The problem was I wasn't telling perl to output UTF-8. Now that I added
binmode(FILE, ':utf8') to my script, the problem is fixed. However, it sounds
like once I set binmode to UTF-8 everything will be interpreted as such, even
when the record is in MARC-8. Is that right? So this means that I can only use
my script with a file of records where all of them are encoded in UTF-8. If I
want to run the script against a file with all MARC-8 encoding, then I'd need
to remove the binmode line.
It doesn't seem possible to say:
if ($record->encoding() eq 'UTF-8' ) {
binmode(FILE, ':utf8') ;
FILE $record->as_usmarc() ;
}
else {
print FILE $record->as_usmarc() ;
}
This will result in messing up the diacritics if a file has a mixture of
records in MARC-8 and UTF-8. Is that correct?
Thanks,
Shelley
----- Original Message -----
> From: "William Dueber" <[email protected]>
> To: "Shelley Doljack" <[email protected]>
> Cc: [email protected]
> Sent: Monday, July 30, 2012 5:13:41 PM
> Subject: Re: printing UTF-8 encoded MARC records with as_usmarc
> First off, it's entirely possible that you have bad UTF-8 (perhaps
> rogue MARC-8, perhaps just lousy characters) in your MARC. I know we
> have plenty of that crap.
> You need to tell perl that you'll be outputting UTF-8 using 'bincode'
> binmode(FILE, ':utf8');
> In general, you'll want to do this to basically every file you open
> for reading or writing.
> A great overview of Perl and UTF-8 can be found at:
> http://stackoverflow.com/questions/6162484/why-does-modern-perl-avoid-utf-8-by-default
> On Mon, Jul 30, 2012 at 6:51 PM, Shelley Doljack <
> [email protected] > wrote:
> > Hi,
>
> > I wrote a script that extracts marc records from a file given
> > certain
> > conditions and puts them in a new file. When my input record is
> > correctly encoded in UTF-8 and I run my script from windows command
> > prompt, this warning message appears: "Wide character in print at
> > record_extraction.pl line 99" (the line in my script where I print
> > to a new file using as_usmarc). I compared the extracted record
> > before and after in MarcEdit and the diacritic was changed. I tried
> > marcdump newfile.mrc to see what happens and I get this error:
> > "utf8
> > \xF4 does not map to Unicode at C:/Perl64/lib/Encode.pm line 176."

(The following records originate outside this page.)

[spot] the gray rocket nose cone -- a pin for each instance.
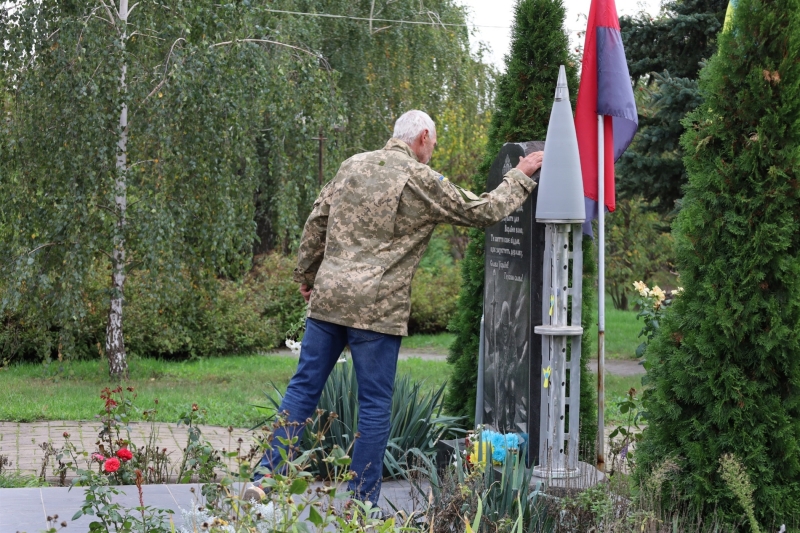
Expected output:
(560, 198)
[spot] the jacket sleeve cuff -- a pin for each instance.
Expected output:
(301, 276)
(520, 177)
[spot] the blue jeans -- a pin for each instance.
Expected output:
(374, 357)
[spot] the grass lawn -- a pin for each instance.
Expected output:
(438, 343)
(227, 387)
(622, 333)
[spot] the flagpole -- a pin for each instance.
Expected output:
(601, 298)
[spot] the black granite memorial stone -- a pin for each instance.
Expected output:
(512, 307)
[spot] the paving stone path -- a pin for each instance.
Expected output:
(21, 445)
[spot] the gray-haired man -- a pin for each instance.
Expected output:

> > When I run my extraction script again with MARC-8 encoded data then
> > I don't have the same problem.
>
> > The basic outline of my script is:
>
> > my $batch = MARC::Batch->new('USMARC', $input_file);
>
> > while (my $record = $batch->next()) {
>
> > #do some checks
>
> > #if checks ok then
>
> > print FILE $record->as_usmarc();
>
> > }
>
> > Do I need to add something that specifies to interpret the data as
> > UTF-8? Does MARC::Record not handle UTF-8 at all?
>
> > Thanks,
>
> > Shelley
>
> > ----
>
> > Shelley Doljack
>
> > E-Resources Metadata Librarian
>
> > Metadata and Library Systems
>
> > Stanford University Libraries
>
> > [email protected]
>
> > 650-725-0167
>
> --
> Bill Dueber
> Programmer -- Library Systems
> University of Michigan